Le jazz hors de France
Un rayonnement tardif, mais mondial. Le jazz manouche, plus d'un siècle après sa naissance en Europe et plus particulièrement en France, a rapidement gagné l'Europe, mais plus récemment le reste du monde. Sur tous les continents, de New York à Tokyo, la rythmique entêtante et les arpèges virtuoses font résonner les villes.

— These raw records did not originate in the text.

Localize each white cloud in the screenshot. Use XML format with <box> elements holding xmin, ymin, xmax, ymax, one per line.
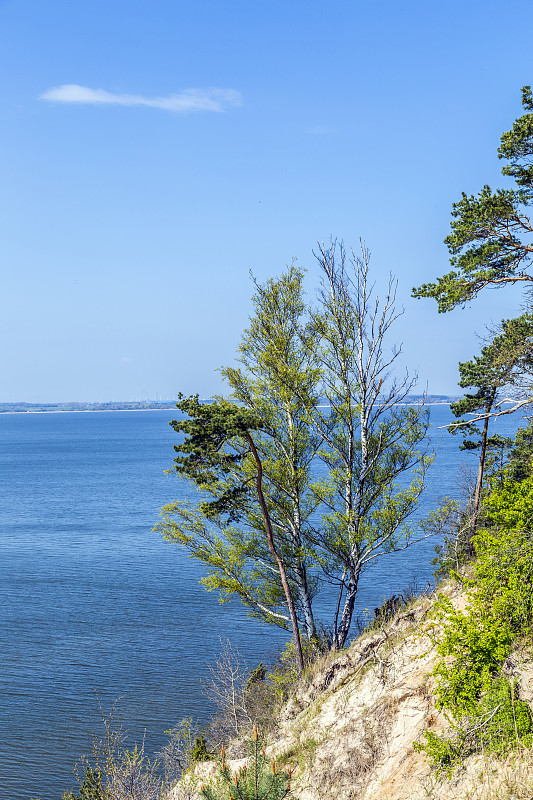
<box><xmin>39</xmin><ymin>83</ymin><xmax>242</xmax><ymax>114</ymax></box>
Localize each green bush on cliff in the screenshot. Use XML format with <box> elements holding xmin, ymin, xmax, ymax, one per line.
<box><xmin>416</xmin><ymin>478</ymin><xmax>533</xmax><ymax>772</ymax></box>
<box><xmin>201</xmin><ymin>728</ymin><xmax>291</xmax><ymax>800</ymax></box>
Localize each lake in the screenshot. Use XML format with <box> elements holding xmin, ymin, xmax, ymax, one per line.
<box><xmin>0</xmin><ymin>406</ymin><xmax>517</xmax><ymax>800</ymax></box>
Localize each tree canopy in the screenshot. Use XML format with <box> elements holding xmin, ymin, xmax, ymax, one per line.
<box><xmin>158</xmin><ymin>242</ymin><xmax>431</xmax><ymax>647</ymax></box>
<box><xmin>413</xmin><ymin>86</ymin><xmax>533</xmax><ymax>312</ymax></box>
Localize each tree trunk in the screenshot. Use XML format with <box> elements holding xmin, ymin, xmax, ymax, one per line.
<box><xmin>246</xmin><ymin>431</ymin><xmax>304</xmax><ymax>673</ymax></box>
<box><xmin>334</xmin><ymin>572</ymin><xmax>359</xmax><ymax>650</ymax></box>
<box><xmin>468</xmin><ymin>412</ymin><xmax>492</xmax><ymax>556</ymax></box>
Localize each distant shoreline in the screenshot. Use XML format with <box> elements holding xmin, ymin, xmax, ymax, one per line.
<box><xmin>0</xmin><ymin>395</ymin><xmax>459</xmax><ymax>414</ymax></box>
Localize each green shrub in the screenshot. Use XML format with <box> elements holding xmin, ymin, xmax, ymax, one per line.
<box><xmin>416</xmin><ymin>478</ymin><xmax>533</xmax><ymax>774</ymax></box>
<box><xmin>201</xmin><ymin>728</ymin><xmax>291</xmax><ymax>800</ymax></box>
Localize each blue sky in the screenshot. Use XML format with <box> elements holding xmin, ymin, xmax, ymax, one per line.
<box><xmin>0</xmin><ymin>0</ymin><xmax>533</xmax><ymax>402</ymax></box>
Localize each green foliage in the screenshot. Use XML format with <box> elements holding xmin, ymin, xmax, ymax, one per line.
<box><xmin>449</xmin><ymin>314</ymin><xmax>533</xmax><ymax>449</ymax></box>
<box><xmin>507</xmin><ymin>421</ymin><xmax>533</xmax><ymax>483</ymax></box>
<box><xmin>191</xmin><ymin>735</ymin><xmax>211</xmax><ymax>762</ymax></box>
<box><xmin>413</xmin><ymin>677</ymin><xmax>533</xmax><ymax>778</ymax></box>
<box><xmin>158</xmin><ymin>717</ymin><xmax>212</xmax><ymax>780</ymax></box>
<box><xmin>419</xmin><ymin>478</ymin><xmax>533</xmax><ymax>771</ymax></box>
<box><xmin>413</xmin><ymin>86</ymin><xmax>533</xmax><ymax>312</ymax></box>
<box><xmin>267</xmin><ymin>639</ymin><xmax>320</xmax><ymax>705</ymax></box>
<box><xmin>201</xmin><ymin>728</ymin><xmax>291</xmax><ymax>800</ymax></box>
<box><xmin>63</xmin><ymin>766</ymin><xmax>108</xmax><ymax>800</ymax></box>
<box><xmin>157</xmin><ymin>250</ymin><xmax>432</xmax><ymax>647</ymax></box>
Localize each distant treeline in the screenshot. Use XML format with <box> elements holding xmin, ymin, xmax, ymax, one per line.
<box><xmin>0</xmin><ymin>400</ymin><xmax>176</xmax><ymax>414</ymax></box>
<box><xmin>0</xmin><ymin>394</ymin><xmax>458</xmax><ymax>414</ymax></box>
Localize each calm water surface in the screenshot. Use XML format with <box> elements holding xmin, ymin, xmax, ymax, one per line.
<box><xmin>0</xmin><ymin>406</ymin><xmax>517</xmax><ymax>800</ymax></box>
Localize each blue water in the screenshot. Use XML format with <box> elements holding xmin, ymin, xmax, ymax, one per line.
<box><xmin>0</xmin><ymin>406</ymin><xmax>517</xmax><ymax>800</ymax></box>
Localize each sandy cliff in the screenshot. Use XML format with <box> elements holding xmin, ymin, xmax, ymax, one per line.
<box><xmin>171</xmin><ymin>583</ymin><xmax>533</xmax><ymax>800</ymax></box>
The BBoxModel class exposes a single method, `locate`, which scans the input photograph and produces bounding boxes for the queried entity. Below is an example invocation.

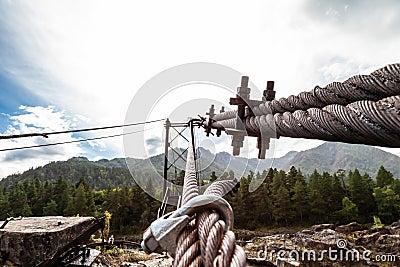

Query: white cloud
[0,106,85,179]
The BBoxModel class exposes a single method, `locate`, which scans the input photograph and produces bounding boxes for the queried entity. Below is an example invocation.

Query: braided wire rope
[174,148,246,267]
[211,63,400,147]
[212,95,400,147]
[213,63,400,121]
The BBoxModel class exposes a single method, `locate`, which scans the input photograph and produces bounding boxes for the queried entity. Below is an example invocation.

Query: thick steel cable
[174,148,246,267]
[208,95,400,147]
[213,63,400,121]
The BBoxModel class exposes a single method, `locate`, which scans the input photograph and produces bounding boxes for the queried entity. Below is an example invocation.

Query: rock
[389,221,400,232]
[138,257,173,267]
[311,223,335,232]
[355,232,381,246]
[0,216,98,266]
[301,229,314,235]
[335,222,368,234]
[120,261,146,267]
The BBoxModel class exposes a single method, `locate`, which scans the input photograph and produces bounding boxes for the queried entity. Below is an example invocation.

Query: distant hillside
[283,142,400,178]
[0,143,400,189]
[0,157,134,189]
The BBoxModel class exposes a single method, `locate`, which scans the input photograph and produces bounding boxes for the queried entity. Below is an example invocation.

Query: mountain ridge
[0,142,400,189]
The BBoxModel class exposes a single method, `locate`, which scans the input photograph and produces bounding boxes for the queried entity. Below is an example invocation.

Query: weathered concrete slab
[0,216,98,266]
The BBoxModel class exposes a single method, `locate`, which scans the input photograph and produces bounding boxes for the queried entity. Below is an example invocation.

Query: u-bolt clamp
[141,195,233,257]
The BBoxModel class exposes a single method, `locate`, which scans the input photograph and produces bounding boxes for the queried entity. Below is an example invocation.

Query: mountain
[282,142,400,178]
[0,142,400,189]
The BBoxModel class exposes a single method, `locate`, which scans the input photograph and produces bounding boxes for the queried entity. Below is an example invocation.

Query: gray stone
[0,216,97,266]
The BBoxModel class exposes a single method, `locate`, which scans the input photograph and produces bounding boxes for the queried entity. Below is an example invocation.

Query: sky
[0,0,400,178]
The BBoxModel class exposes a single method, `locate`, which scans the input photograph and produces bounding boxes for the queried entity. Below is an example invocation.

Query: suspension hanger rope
[174,148,246,267]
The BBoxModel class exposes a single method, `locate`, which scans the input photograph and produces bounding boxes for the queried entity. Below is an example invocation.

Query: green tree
[210,171,218,183]
[43,200,58,216]
[273,186,293,226]
[0,188,10,220]
[392,179,400,196]
[374,187,400,224]
[8,182,32,217]
[54,176,70,215]
[337,197,358,224]
[376,166,394,187]
[349,169,377,223]
[308,170,328,224]
[292,180,309,222]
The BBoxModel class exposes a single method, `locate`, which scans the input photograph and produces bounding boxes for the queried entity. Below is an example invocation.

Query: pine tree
[8,182,32,217]
[376,166,394,187]
[349,169,376,223]
[391,179,400,196]
[43,200,58,216]
[54,176,70,215]
[374,187,400,224]
[292,180,309,223]
[336,197,358,224]
[273,186,292,226]
[0,188,10,220]
[308,170,328,224]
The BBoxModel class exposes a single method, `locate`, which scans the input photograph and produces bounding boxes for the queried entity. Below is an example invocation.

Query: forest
[0,166,400,235]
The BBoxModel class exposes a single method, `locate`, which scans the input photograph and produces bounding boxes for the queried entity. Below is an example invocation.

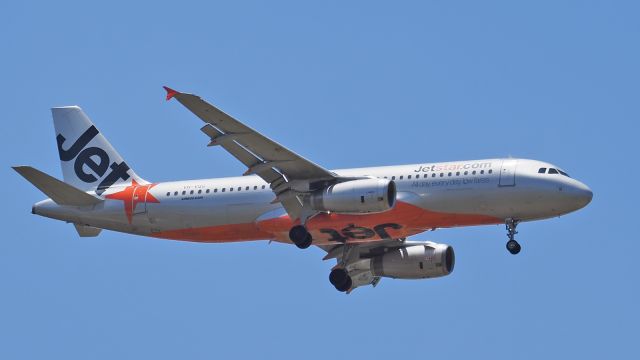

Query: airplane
[13,87,593,293]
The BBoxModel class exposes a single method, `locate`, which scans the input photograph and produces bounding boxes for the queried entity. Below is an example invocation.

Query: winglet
[163,86,180,101]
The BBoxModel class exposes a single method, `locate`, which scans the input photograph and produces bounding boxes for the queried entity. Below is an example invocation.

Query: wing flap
[172,93,334,180]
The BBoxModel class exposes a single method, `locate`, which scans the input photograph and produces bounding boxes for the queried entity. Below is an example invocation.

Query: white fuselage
[33,159,592,245]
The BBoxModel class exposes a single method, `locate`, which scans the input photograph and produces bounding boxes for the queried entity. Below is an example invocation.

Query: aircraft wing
[164,86,337,220]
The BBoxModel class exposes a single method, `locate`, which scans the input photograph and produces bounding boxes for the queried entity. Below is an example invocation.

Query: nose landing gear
[505,218,522,255]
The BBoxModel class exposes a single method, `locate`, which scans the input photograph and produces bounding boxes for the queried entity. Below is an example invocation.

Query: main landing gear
[289,225,313,249]
[329,268,353,292]
[505,218,522,255]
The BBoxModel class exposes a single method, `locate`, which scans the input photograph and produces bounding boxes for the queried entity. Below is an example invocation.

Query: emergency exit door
[498,159,518,186]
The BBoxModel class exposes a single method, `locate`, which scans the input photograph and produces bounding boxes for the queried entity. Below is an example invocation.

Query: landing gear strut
[329,268,353,292]
[289,225,313,249]
[505,218,522,255]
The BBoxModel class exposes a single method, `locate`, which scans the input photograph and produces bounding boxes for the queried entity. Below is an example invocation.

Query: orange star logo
[105,180,160,224]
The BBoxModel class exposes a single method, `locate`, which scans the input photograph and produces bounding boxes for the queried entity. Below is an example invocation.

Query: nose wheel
[505,218,522,255]
[289,225,313,249]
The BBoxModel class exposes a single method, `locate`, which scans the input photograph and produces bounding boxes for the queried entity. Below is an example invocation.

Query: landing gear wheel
[507,240,522,255]
[504,218,522,255]
[289,225,313,249]
[329,268,353,292]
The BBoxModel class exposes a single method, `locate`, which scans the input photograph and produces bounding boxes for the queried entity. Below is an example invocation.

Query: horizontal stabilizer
[13,166,103,206]
[73,224,102,237]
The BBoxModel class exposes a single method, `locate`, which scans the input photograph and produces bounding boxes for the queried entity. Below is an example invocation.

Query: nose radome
[572,181,593,208]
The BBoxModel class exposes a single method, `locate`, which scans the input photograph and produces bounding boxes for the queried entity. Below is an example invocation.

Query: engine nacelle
[371,242,455,279]
[311,179,396,214]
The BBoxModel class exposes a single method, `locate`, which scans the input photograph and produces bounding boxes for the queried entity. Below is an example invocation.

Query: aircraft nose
[571,181,593,209]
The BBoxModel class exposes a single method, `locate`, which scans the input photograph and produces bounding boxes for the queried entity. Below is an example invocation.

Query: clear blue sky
[0,1,640,359]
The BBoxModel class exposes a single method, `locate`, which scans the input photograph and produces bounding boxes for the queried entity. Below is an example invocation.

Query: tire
[507,240,522,255]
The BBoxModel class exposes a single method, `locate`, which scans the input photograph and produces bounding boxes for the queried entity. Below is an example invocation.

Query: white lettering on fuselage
[413,162,491,172]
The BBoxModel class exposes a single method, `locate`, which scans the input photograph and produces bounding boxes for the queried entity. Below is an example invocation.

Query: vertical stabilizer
[51,106,146,195]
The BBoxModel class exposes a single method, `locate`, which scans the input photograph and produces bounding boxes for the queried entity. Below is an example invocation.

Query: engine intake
[371,243,455,279]
[311,179,396,213]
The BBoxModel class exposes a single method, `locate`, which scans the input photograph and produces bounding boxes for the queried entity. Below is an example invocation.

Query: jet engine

En Europe, le jazz manouche a une scène relativement prolifique depuis longtemps. Aux Pays-Bas d'abord, qui compte l'une des scènes les plus actives du continent, avec des précurseurs tels les frères Rosenberg, actifs depuis les année 80, ou encore Fapy Lafertin et le Lolo Meier Quartet. Mais aussi de nouvelles formations comme le Robin Nolan Trio, crée en 1992, ou encore Pigalle 44 (formation du guitariste Reiner Voet), et le Paulus Scháfer Gypsy Band (depusi 2002).
L'Alsace fait figure de berceau pour beaucoup de musiciens manouches, il était donc normal que l'Allemagne ait vent de ce jazz et qu'émerge peu à peu une scène locale. Schnuckenack Reinhardt a lancé le genre dans les année 40, à la même époque que Lulu Reinhardt et Titi Winterstein, puis Wawau Adler. L'Allemagne a été l'un des premier pays à avoir son festival dédié au jazz manouche: le Djangomemorial Festival a Augsburg et Burgthann, lancé en 1992. Même pays, autre célébration: les Sinti festivals à Hildesheim et Koblenz.
Du côté de l'Europe de l'Est, la Hongrie a depuis peu son Hot Club. Le pays a une relation un peu particulière avec le genre puisque c'est là qu'est né la musique dite tzigane. Improvisation, virtuosité du jeu, beaucoup d'éléments de la musique tzigane se retrouve dans le jazz manouche. Quant à la scène manouche, citons Kalman Balogh & The Gypsy Cimbalom Band, actif depuis la fin des années 1990, ou encore Trio acoustic.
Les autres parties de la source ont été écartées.